Figure 4 shows the profile of the H $\alpha$ line at phase $0.9995 \pm 0.0034$ (exposure time 1980 s), i.e. during the primary eclipse, at phase $0.4939 \pm 0.0031$ (1760 s), i.e. during the secondary eclipse, and at intermadiate phases $0.2288 \pm 0.0022$ (1263 s) and $0.7382 \pm 0.0031$ (1800 s). As expected, the luminosity of the disk around the gainer hot primary star is large enough to produce the emission of the H $\alpha$ line during the primary eclipse, when the primary component is eclipsed. From the ratio between $r_{\rm side_2}$ and $r_{\rm side_1}$ , we deduce that the extension of the disk radius is larger than 1.4 R₁.
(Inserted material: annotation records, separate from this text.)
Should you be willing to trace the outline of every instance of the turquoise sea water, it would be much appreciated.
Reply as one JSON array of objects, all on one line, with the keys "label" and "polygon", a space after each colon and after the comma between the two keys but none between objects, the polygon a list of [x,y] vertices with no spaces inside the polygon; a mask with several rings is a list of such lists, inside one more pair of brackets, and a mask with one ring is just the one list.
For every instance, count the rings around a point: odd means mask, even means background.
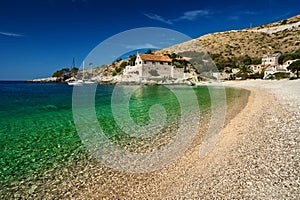
[{"label": "turquoise sea water", "polygon": [[[112,140],[126,137],[111,111],[114,86],[98,85],[95,111]],[[194,88],[200,109],[208,109],[207,87]],[[72,116],[73,88],[57,83],[0,82],[0,180],[18,181],[43,172],[56,163],[72,160],[86,150]],[[137,124],[147,124],[149,108],[165,107],[168,120],[176,120],[179,104],[164,86],[143,86],[130,99],[130,114]]]}]

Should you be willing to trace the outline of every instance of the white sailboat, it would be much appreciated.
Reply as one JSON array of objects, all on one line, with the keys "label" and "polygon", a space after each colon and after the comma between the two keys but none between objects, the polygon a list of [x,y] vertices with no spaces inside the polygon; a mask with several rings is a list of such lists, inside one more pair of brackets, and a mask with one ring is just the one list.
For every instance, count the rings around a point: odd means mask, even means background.
[{"label": "white sailboat", "polygon": [[82,63],[82,80],[75,80],[68,82],[68,85],[84,85],[84,84],[95,84],[94,81],[84,79],[84,61]]}]

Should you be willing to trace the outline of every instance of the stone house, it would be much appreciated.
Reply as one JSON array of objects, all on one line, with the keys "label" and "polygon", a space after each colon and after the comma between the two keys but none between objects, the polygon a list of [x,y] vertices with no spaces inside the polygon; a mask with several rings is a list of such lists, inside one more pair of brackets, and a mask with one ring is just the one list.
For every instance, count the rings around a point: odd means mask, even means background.
[{"label": "stone house", "polygon": [[175,68],[168,56],[138,53],[134,66],[126,66],[123,75],[135,75],[139,78],[183,78],[184,69]]},{"label": "stone house", "polygon": [[278,58],[280,55],[281,55],[281,53],[275,53],[272,55],[264,55],[262,57],[261,64],[276,66],[276,65],[278,65]]}]

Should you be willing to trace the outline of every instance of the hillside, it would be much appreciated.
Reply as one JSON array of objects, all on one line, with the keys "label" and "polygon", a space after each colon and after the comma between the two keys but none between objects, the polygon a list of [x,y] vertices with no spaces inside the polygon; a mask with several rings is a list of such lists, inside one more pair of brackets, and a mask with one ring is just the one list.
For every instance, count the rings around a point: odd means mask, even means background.
[{"label": "hillside", "polygon": [[[208,52],[219,70],[244,64],[260,64],[266,54],[291,53],[300,49],[300,15],[271,24],[244,30],[212,33],[154,52],[157,55],[180,54],[185,58],[209,60]],[[250,59],[250,62],[249,62]],[[201,61],[200,61],[201,60]],[[124,60],[127,63],[129,59]],[[114,62],[101,73],[104,76],[119,75],[125,65]],[[122,66],[121,66],[122,64]]]},{"label": "hillside", "polygon": [[260,59],[265,54],[293,52],[300,48],[300,15],[252,29],[204,35],[158,53],[180,52],[178,49],[194,51],[197,46],[201,49],[199,45],[210,55],[221,56],[224,60],[246,55]]}]

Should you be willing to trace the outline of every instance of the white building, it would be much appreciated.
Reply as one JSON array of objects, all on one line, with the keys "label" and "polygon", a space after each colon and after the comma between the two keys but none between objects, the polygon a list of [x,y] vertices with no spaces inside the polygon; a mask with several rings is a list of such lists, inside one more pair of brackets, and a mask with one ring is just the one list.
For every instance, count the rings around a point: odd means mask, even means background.
[{"label": "white building", "polygon": [[262,57],[261,64],[262,65],[278,65],[278,58],[281,55],[281,53],[275,53],[272,55],[264,55]]},{"label": "white building", "polygon": [[287,60],[285,61],[282,66],[287,70],[287,67],[290,66],[290,64],[292,64],[293,62],[297,61],[299,59],[295,59],[295,60]]},{"label": "white building", "polygon": [[168,56],[137,54],[135,65],[126,66],[123,75],[135,75],[140,78],[183,78],[184,69],[175,68]]}]

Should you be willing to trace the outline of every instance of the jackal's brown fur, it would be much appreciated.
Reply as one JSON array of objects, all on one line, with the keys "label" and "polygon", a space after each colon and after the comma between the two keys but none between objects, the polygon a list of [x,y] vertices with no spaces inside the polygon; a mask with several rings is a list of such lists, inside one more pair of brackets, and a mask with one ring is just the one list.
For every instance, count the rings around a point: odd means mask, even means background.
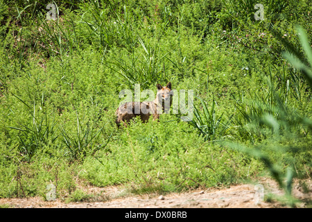
[{"label": "jackal's brown fur", "polygon": [[[166,103],[164,103],[164,101],[169,100],[170,105],[171,105],[173,94],[171,92],[171,83],[170,82],[168,83],[167,85],[165,87],[162,87],[160,84],[157,84],[157,87],[158,89],[157,94],[155,99],[153,101],[128,102],[120,105],[116,111],[116,123],[117,126],[119,126],[120,123],[122,123],[123,126],[126,126],[126,122],[128,123],[131,119],[135,118],[137,116],[139,116],[143,122],[148,121],[150,115],[153,115],[154,120],[159,119],[159,114],[161,114],[165,108]],[[138,114],[135,113],[135,108],[136,106],[139,107],[140,112]],[[158,109],[157,107],[159,108]],[[144,113],[142,110],[145,108],[150,108],[151,112],[146,114]]]}]

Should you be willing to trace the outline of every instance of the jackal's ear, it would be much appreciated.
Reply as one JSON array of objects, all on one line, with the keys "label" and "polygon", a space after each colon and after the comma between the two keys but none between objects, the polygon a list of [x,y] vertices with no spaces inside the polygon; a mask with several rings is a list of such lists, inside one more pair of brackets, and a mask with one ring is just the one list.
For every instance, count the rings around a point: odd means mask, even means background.
[{"label": "jackal's ear", "polygon": [[167,83],[166,87],[167,87],[167,88],[169,88],[170,89],[171,89],[171,83],[170,83],[170,82],[168,83]]}]

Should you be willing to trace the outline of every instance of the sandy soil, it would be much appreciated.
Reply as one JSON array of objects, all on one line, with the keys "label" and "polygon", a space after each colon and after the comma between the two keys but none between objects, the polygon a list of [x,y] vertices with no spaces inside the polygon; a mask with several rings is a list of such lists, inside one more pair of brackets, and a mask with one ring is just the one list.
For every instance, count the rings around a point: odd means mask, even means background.
[{"label": "sandy soil", "polygon": [[[263,187],[263,194],[281,195],[283,192],[272,180],[262,178],[258,185]],[[295,184],[294,196],[301,200],[311,198],[312,183],[307,182],[310,192],[303,193],[302,189]],[[264,202],[259,196],[259,185],[237,185],[228,188],[196,189],[184,193],[171,193],[164,196],[156,194],[133,195],[121,187],[98,188],[83,187],[89,194],[98,194],[98,198],[85,202],[66,203],[62,200],[45,201],[42,198],[1,198],[0,205],[15,208],[201,208],[234,207],[266,208],[286,207],[280,203]],[[98,194],[101,194],[98,195]],[[259,201],[257,201],[259,200]],[[298,205],[304,207],[304,203]]]}]

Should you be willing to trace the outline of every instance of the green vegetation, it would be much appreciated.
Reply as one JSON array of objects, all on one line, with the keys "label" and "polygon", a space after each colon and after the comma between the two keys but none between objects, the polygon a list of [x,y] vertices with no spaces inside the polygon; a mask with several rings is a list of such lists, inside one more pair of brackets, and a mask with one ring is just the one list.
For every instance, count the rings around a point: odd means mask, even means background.
[{"label": "green vegetation", "polygon": [[[271,176],[296,206],[312,166],[310,1],[55,1],[49,20],[50,3],[0,0],[0,198]],[[192,121],[116,127],[121,90],[168,81],[193,90]]]}]

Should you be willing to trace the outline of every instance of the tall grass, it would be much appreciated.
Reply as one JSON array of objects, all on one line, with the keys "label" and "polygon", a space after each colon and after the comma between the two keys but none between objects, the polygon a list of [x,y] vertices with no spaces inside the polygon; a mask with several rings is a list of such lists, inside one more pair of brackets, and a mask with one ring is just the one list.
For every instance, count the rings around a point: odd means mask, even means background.
[{"label": "tall grass", "polygon": [[23,160],[29,162],[32,160],[32,157],[37,150],[42,150],[45,145],[54,143],[58,137],[57,122],[54,117],[53,118],[50,117],[46,108],[42,105],[44,100],[44,94],[39,108],[35,100],[32,108],[20,98],[14,96],[26,105],[31,117],[28,123],[19,123],[19,127],[10,126],[10,128],[21,132],[18,135],[19,139],[18,150]]},{"label": "tall grass", "polygon": [[[304,29],[301,27],[297,28],[297,33],[300,34],[301,45],[306,56],[306,59],[300,60],[298,58],[300,56],[300,53],[289,46],[290,44],[286,42],[284,43],[288,46],[288,51],[283,53],[283,55],[295,68],[304,75],[308,84],[312,86],[311,85],[312,83],[312,50]],[[309,67],[305,65],[306,61],[309,63]],[[288,92],[288,84],[284,86],[286,87],[286,92]],[[248,147],[235,142],[223,142],[222,144],[259,158],[263,162],[273,178],[278,182],[280,188],[285,191],[286,199],[284,201],[290,206],[294,207],[297,200],[291,196],[293,180],[294,178],[300,179],[302,178],[302,176],[304,178],[306,176],[306,173],[304,173],[304,176],[303,176],[302,173],[300,173],[295,170],[295,166],[301,161],[300,160],[298,162],[297,155],[303,154],[308,160],[311,159],[312,153],[311,148],[309,148],[309,145],[300,147],[297,144],[289,147],[288,145],[285,144],[289,143],[292,139],[298,143],[302,137],[301,135],[302,131],[304,135],[308,137],[306,139],[309,141],[309,134],[311,134],[312,130],[311,114],[300,114],[296,112],[290,112],[286,98],[279,95],[272,85],[270,86],[270,90],[264,99],[259,97],[253,98],[253,103],[248,105],[248,109],[245,109],[241,105],[236,105],[236,108],[241,112],[243,119],[247,122],[252,122],[255,124],[259,132],[268,135],[270,133],[266,132],[266,129],[271,129],[270,139],[273,142],[272,144],[260,144],[256,147]],[[306,90],[310,92],[311,88],[308,88]],[[297,101],[300,103],[300,101]],[[259,127],[260,128],[259,128]],[[268,150],[270,151],[269,153],[272,152],[274,155],[277,155],[277,159],[281,162],[280,163],[281,166],[274,163],[270,154],[268,154]],[[284,160],[282,157],[286,153],[290,157],[288,160]],[[304,163],[304,162],[303,164],[306,164],[308,169],[311,167],[311,162]],[[286,167],[286,170],[284,169],[285,167]],[[306,173],[309,174],[309,172]]]},{"label": "tall grass", "polygon": [[204,138],[205,141],[213,141],[217,138],[221,138],[230,127],[229,120],[227,121],[223,119],[224,113],[219,117],[217,116],[216,113],[216,103],[214,99],[212,101],[209,111],[207,103],[201,98],[198,98],[200,101],[202,112],[200,112],[200,108],[194,106],[194,117],[189,123],[198,131],[199,135]]}]

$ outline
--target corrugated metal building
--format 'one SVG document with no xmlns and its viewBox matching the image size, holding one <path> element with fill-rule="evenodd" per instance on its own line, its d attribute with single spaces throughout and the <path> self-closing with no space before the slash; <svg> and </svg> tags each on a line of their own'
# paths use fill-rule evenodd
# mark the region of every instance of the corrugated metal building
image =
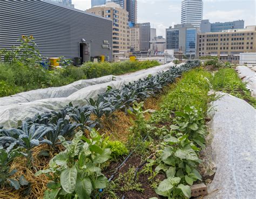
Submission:
<svg viewBox="0 0 256 199">
<path fill-rule="evenodd" d="M 32 35 L 43 56 L 113 60 L 112 21 L 40 0 L 0 1 L 0 49 Z"/>
</svg>

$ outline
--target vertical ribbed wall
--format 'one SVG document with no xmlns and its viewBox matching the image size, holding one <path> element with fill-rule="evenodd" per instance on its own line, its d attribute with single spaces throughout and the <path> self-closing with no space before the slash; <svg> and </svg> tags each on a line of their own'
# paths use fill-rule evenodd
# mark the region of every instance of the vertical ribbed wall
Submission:
<svg viewBox="0 0 256 199">
<path fill-rule="evenodd" d="M 91 41 L 91 57 L 113 60 L 112 21 L 40 1 L 0 1 L 0 49 L 17 45 L 22 35 L 32 35 L 45 57 L 79 56 L 82 39 Z M 108 40 L 110 49 L 103 48 Z"/>
</svg>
Note that the mass transfer from the secondary to the primary has been important in the history of BP Mus. Taking into account the present masses of the components, i.e. 2.40 $M_\odot$ and 0.68 $M_\odot$ , the minimum value of this transfered mass is given by:

$\begin{displaymath}\Delta M = M_{1} - (M_{1} + M_{2})/2 \simeq 0.86 ~ M_{\odot}. \end{displaymath}$

8 Discussion and conclusion

Figures 5 and 6 present two views of BP Mus. Figure 5 is a "classical'' representation of the two components in the equatorial plane. The 3-dimentional representation of the potential (Fig. 6) allows a better understanding of the meaning of the Lagrange points and of the path for the flow of the material from the secondary when it fills its Roche lobe. Recall that the L4 and L5 points are stable only in the case of a mass ratio $M_2/M_1 \leq 0.0385$ (Boccaletti & Pucacco 1996).

From the values of V (Table 2), $M_{\rm bol}$ (Table 7), E[B2-V1] and [B2-V1]₀ (Sect. 4), we derive a distance of $562 \pm 17$ pc for BP Mus, by adopting the value $-0.025 \pm 0.01$ for the bolometric correction BC of the primary, according to the BC-colour relation of Flower (1977).
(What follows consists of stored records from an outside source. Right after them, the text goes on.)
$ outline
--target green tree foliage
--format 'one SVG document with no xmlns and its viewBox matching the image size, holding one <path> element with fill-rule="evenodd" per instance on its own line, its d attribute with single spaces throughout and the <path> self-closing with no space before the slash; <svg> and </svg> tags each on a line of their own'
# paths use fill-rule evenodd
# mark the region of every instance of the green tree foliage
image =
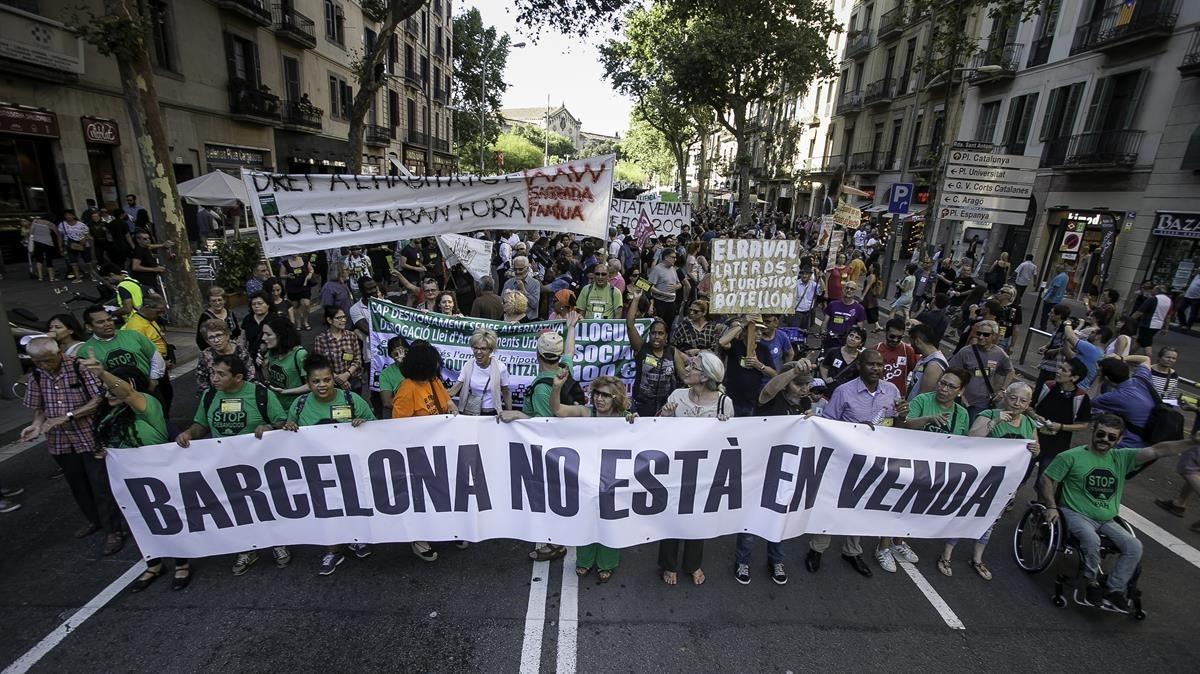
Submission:
<svg viewBox="0 0 1200 674">
<path fill-rule="evenodd" d="M 455 149 L 460 169 L 469 173 L 479 167 L 479 116 L 484 114 L 484 146 L 490 148 L 500 134 L 500 101 L 509 85 L 504 67 L 509 60 L 509 36 L 497 35 L 485 26 L 475 7 L 454 18 L 454 113 Z M 486 90 L 486 95 L 485 95 Z M 491 158 L 484 154 L 491 168 Z"/>
</svg>

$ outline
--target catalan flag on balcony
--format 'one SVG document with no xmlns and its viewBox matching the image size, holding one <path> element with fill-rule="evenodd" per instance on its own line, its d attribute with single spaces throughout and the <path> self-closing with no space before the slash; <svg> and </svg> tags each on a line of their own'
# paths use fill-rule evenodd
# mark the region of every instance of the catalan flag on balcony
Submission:
<svg viewBox="0 0 1200 674">
<path fill-rule="evenodd" d="M 1138 0 L 1126 0 L 1121 4 L 1121 10 L 1117 12 L 1116 26 L 1128 25 L 1133 22 L 1133 14 L 1138 10 Z"/>
</svg>

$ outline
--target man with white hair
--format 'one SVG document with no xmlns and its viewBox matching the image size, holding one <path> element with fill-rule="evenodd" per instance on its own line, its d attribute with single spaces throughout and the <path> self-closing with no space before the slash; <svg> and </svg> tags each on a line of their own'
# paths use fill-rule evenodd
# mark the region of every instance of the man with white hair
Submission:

The simultaneous adjustment of the light curve model on high precision photometric data in seven passbands, ranging from 3400 to 6000 Å, puts strong constraints on the physical and orbital parameters of BP Mus. The essential results are presented in Figs. 2 and 3, Tables 6 and 7 and in the Abstract. The quality of the fits on the light curves and the uncertainties on the parameters show that this analysis has been successful.

The number of Algol-type binary systems for which the absolute parameters are determined on the basis of a self-consistent solution of both the light and radial velocity curves is very limited. There are now only 11 systems for which masses, radii and luminosities are known to accuracies typically better than 5%: the 9 systems mentioned by Maxted & Hilditch (1996), TZ Eri (Barblan et al. 1998) and BP Mus (this paper). In this context, it is important to enlarge the sample of very well known Algols, and this will be done in the near future with the analysis of 8 additional systems for which the photometric and spectroscopic campaings have been successful.

Acknowledgements

This work has been partly supported by the Swiss National Science Foundation. We are grateful to Prof. R. E. Wilson for the programme of analysis of the light curves, to Drs. P. North and E. C. Olson for many helpful comments and discussions, and to Prof. M. Mayor for the use of the spectrograph CORALIE. All graphs have been produced using the SuperMongo package (Lupton & Monger 1998).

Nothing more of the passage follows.